As a typical solid state image pickup device, there are apparatuses called as a CCD sensor constituted by a photodiode and a CCD shift register, and a CMOS sensor such as an active pixel sensor (APS) constituted by a photodiode and a MOS transistor, and the like.
The APS includes a photodiode, a MOS switch, an amplifier circuit for amplifying a signal from the photodiode and the like within a pixel. Further, the APS has a lot of advantages such that an XY addressing can be executed and a sensor and a signal processing circuit can be formed as one chip. However, on the other hand, since a number of devices within one pixel is large, a pixel aperture ratio is small. Further, it is hard to reduce a chip size which determines a magnitude of an optical system, and the CCD accounts for a large percentage of a market.
In recent years, the CMOS sensor draws the attention on the basis of an improvement of a micro forming technique of the MOS transistor and an increase of requests for making the sensor and the signal processing circuit by one chip and making an electric power consumption low.
FIG. 5 shows an example of an equivalent circuit of the APS (for example, Japanese Patent Application Laid-Open No. H11-274454 (corresponding to EP Laid-Open Publication No. 948056A2)).
Reference numeral 501 denotes a power source line, reference numeral 502 denotes a reset switch line selecting a reset transistor, reference numeral 503 denotes a select switch line selecting a select transistor, reference numeral 504 denotes a signal output line, reference numeral 505 denotes a photodiode serving as a photoelectric conversion portion, reference numeral 506 denotes a transfer switch line for selecting a transfer transistor, reference symbol Q1 denotes a transfer transistor, reference symbol Q2 denotes a reset transistor, reference symbol Q3 denotes a transistor for amplifying, and reference symbol Q4 denotes a select transistor. The photoelectric conversion portion corresponds to an embedded type photodiode used in a CMOS, CCD or the like. The embedded type photodiode is structured such that a region having a high impurity density (for example, a p-type semiconductor region) is provided in a surface. Accordingly, it is possible to restrict a dark current generated in an SiO2 surface, a junction capacitance can be provided between a storage unit (for example, an n-type semiconductor region) and the p-type semiconductor region in the surface, and it is possible to increase a saturation charge amount of the photodiode.
A light signal charge Qsig stored in the photoelectric conversion portion 505 is read in a floating diffusion area via the element Q1. The element Q2 resets an electric potential of the floating diffusion area.
The charge is voltage converted into a signal charge Qsig/CFD on the basis of a capacity CFD of the floating diffusion area, and the signal is read through the element Q3. The element Q4 is a select switch for selecting a line.
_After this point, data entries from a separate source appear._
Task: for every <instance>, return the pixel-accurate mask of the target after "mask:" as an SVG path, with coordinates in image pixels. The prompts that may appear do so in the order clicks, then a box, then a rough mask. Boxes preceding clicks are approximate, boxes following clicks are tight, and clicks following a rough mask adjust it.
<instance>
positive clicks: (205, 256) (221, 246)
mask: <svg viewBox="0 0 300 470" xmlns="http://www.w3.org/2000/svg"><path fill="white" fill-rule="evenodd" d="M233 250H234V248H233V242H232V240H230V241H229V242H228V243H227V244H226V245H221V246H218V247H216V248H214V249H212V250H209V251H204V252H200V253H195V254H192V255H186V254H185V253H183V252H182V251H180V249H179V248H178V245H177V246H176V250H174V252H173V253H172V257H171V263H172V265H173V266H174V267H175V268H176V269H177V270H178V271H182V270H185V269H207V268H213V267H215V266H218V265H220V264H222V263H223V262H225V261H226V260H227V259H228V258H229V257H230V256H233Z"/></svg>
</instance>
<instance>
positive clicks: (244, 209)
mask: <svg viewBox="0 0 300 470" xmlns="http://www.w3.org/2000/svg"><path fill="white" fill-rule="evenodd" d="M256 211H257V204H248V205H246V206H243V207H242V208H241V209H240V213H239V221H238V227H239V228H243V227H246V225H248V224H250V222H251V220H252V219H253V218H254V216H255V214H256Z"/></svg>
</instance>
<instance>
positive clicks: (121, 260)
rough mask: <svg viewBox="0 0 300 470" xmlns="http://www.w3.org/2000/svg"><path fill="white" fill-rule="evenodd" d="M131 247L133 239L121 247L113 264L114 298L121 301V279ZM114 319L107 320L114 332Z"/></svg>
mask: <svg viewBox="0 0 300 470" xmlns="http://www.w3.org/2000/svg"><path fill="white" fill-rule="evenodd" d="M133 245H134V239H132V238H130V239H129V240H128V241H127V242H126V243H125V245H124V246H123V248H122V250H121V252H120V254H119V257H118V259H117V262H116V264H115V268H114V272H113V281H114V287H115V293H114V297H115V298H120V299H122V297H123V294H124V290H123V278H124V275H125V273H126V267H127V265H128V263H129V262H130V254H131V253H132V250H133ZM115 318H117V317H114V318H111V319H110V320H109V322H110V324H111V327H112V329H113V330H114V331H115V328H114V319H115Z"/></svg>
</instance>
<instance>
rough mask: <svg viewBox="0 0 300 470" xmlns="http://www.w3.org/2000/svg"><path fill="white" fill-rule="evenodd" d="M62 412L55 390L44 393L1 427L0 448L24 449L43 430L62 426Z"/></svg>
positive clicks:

As mentioned above, a plurality of MOS transistors are provided within the pixel. As a classification of the MOS transistor structure, there is a classification obtained by a region in which a channel is formed. This is classified into a surface channel type MOS transistor in which a channel portion is formed near a substrate surface, and a buried channel type MOS transistor in which the channel portion is formed at a deep position of the substrate apart from the surface. It is often the case that the surface channel type MOS transistor is normally used as the MOS transistor within the pixel, however, there is a solid state image pickup device using the buried channel type MOS transistor as the reset transistor and the transfer transistor (for example, refer to Japanese Patent Application Laid-Open No. 2001-309243 (U.S. Patent Publication No. 2001-013899))
Further, there has been a problem that a noise component is included in an output voltage due to a 1/f noise generated in the transistor Q3 in a source follower portion. Accordingly, in the CCD, there has been proposed a method of forming the source follower portion in the final stage by a buried channel type pMOS transistor (for example, U.S. Pat. No. 5,438,211).
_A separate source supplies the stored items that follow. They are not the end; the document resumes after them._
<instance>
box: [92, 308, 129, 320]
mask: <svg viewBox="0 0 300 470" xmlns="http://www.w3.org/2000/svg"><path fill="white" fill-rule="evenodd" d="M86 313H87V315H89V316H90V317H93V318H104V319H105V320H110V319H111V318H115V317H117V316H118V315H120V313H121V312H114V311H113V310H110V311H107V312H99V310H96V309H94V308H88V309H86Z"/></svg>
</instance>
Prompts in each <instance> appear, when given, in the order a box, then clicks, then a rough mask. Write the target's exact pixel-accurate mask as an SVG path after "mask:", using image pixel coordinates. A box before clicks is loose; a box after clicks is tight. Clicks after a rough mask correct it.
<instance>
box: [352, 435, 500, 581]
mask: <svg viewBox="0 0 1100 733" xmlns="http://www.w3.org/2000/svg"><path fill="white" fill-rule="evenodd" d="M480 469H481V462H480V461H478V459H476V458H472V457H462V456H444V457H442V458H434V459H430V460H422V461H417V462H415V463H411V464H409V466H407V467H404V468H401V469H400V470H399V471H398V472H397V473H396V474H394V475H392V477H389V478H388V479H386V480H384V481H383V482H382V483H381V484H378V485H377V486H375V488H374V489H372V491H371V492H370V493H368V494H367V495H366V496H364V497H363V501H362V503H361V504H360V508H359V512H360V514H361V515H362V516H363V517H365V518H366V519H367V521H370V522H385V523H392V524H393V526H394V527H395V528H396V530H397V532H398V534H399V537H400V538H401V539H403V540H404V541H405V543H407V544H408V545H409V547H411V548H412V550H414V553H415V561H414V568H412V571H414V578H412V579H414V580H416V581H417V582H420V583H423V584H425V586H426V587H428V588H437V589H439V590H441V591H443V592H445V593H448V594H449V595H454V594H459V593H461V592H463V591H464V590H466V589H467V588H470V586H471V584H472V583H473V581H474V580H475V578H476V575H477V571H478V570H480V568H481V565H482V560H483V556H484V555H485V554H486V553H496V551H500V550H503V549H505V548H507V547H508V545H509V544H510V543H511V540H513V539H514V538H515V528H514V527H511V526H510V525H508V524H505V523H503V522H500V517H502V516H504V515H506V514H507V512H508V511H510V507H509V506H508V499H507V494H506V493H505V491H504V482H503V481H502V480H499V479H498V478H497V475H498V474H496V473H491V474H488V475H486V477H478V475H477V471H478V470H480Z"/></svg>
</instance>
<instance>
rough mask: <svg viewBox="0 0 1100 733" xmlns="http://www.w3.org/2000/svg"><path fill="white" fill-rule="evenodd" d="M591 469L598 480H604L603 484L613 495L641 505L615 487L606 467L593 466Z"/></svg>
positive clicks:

However, in the case that the surface channel type MOS transistor and the buried channel type MOS transistor of the same conductive type are arranged within the same substrate, a process becomes complicated and a cost increase is caused.
Further, not being limited to the solid state image pickup device, in the case that the surface channel type MOS transistor and the buried channel type MOS transistor of the same conductive type are both provided within the chip, there has been a problem that a manufacturing process thereof becomes complicated.
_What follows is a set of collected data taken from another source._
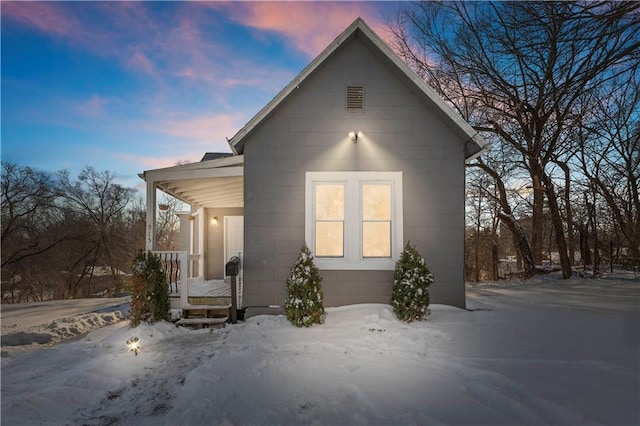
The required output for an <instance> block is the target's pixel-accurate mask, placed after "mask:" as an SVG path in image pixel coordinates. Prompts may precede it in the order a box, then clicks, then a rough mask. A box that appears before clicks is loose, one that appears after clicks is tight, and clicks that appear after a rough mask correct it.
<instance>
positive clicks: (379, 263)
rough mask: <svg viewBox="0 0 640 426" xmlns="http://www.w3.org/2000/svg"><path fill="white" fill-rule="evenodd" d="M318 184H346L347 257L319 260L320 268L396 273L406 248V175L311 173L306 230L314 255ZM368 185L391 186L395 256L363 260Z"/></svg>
mask: <svg viewBox="0 0 640 426" xmlns="http://www.w3.org/2000/svg"><path fill="white" fill-rule="evenodd" d="M316 183H344V184H345V195H344V198H345V218H344V221H345V224H344V258H339V259H338V258H322V257H315V258H314V262H315V264H316V266H318V268H319V269H324V270H347V269H350V270H393V269H394V268H395V263H396V261H397V260H398V259H399V257H400V252H401V251H402V248H403V230H404V228H403V221H402V219H403V211H402V206H403V203H402V172H307V173H306V176H305V223H304V225H305V226H304V228H305V239H306V241H307V244H308V246H309V249H310V250H311V252H312V253H313V252H314V249H315V235H314V228H315V224H314V217H315V211H314V209H315V203H314V201H315V200H314V197H313V194H314V191H313V186H314V184H316ZM366 183H390V184H391V235H392V237H391V257H387V258H364V257H362V242H361V241H362V223H361V217H362V213H361V209H362V199H361V186H362V184H366ZM354 203H355V205H354ZM314 256H315V254H314Z"/></svg>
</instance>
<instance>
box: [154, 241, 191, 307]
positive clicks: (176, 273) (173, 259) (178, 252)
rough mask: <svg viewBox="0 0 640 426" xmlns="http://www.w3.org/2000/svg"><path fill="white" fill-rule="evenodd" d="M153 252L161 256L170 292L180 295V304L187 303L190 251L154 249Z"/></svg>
mask: <svg viewBox="0 0 640 426" xmlns="http://www.w3.org/2000/svg"><path fill="white" fill-rule="evenodd" d="M153 254H155V255H157V256H160V262H161V263H162V269H163V270H164V272H165V274H166V276H167V281H168V282H167V284H168V285H169V291H170V293H171V294H178V295H180V305H183V304H186V303H187V300H188V299H187V297H188V294H189V256H188V253H187V252H186V251H154V252H153ZM183 299H184V300H183Z"/></svg>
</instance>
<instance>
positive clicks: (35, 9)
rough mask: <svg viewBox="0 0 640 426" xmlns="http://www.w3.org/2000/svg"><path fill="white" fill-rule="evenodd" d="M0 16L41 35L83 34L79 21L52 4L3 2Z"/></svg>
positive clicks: (62, 34) (40, 2) (2, 3)
mask: <svg viewBox="0 0 640 426" xmlns="http://www.w3.org/2000/svg"><path fill="white" fill-rule="evenodd" d="M2 15H3V18H4V19H7V18H10V19H13V20H15V21H18V22H21V23H23V24H25V25H28V26H31V27H34V28H36V29H37V30H38V31H41V32H43V33H49V34H58V35H64V36H69V35H70V34H74V33H83V32H84V30H83V28H82V24H81V23H80V21H78V20H77V19H75V17H74V16H71V15H69V14H67V13H65V12H64V11H63V10H62V9H61V8H60V7H59V5H56V4H55V3H52V2H51V3H50V2H18V1H10V2H3V3H2Z"/></svg>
Accordingly, an object of the present invention is to form a semiconductor apparatus having a surface channel type MOS transistor and a buried channel type MOS transistor of the same conductive type on the same substrate in accordance with a simple process. Further, an object of the present invention is to provide a semiconductor apparatus having a reduced noise and a manufacturing method thereof on the basis of a simple structure.